NotebookLM currently supports syncing from Google Drive for specific formats like Google Docs, Google Slides, PDFs, and Word (.docx) files. When a cloud file is updated, NotebookLM displays a sync prompt:

check-notebooklm-update-prompt.png

The downside is that you currently have to click into individual sources to trigger a sync; you cannot process them in batches from the list page, but it's the best we have for now.
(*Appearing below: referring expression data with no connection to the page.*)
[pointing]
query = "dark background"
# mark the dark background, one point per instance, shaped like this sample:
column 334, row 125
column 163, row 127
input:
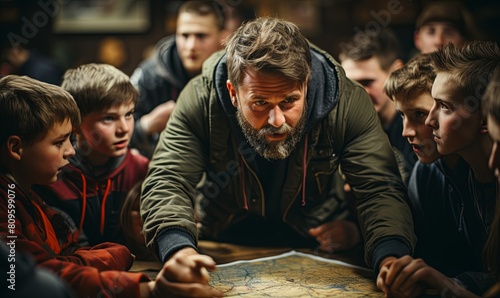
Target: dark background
column 327, row 23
How can I leverage NotebookLM's Drive sync mechanism to solve my problem? First, let's review the current bottlenecks:

  1. File Filtering: Although I can specify a local folder to sync with Google Drive, my notes are part of a VitePress site, which includes many non-note files (like configuration files, images, etc.).
  2. Format Support: My notes are all Markdown (.md) files, but NotebookLM's Google Drive sync does not support reading .md files directly.
  3. Directory Structure Dilemma: Notes are organized in folders, requiring batch selection and upload, which is tedious.

To solve these problems, I needed an "intermediary service." After discussing it with Gemini, it suggested Google Apps Script (GAS).

The solution architecture is as follows:

Google Apps Script Implementation

1. Create a Project

Go to script.google.com and click "New Project." You will see the following interface:

google-apps-script-interface-overview.png

A brief explanation of the interface sections (as shown above):

  • Red Box:
    • Files: Manage .gs (code) and .html files.
    • Libraries: Used to reference external libraries.
    • Services: Used to connect to advanced Google APIs (not needed for this project).
  • Blue Box: The standard code editor. In the image, syncCloudyWingLog is the function list, where you can select and execute functions.

Google Apps Script is essentially JavaScript. Just paste the code from the two sections below and make the following minor adjustments to use it.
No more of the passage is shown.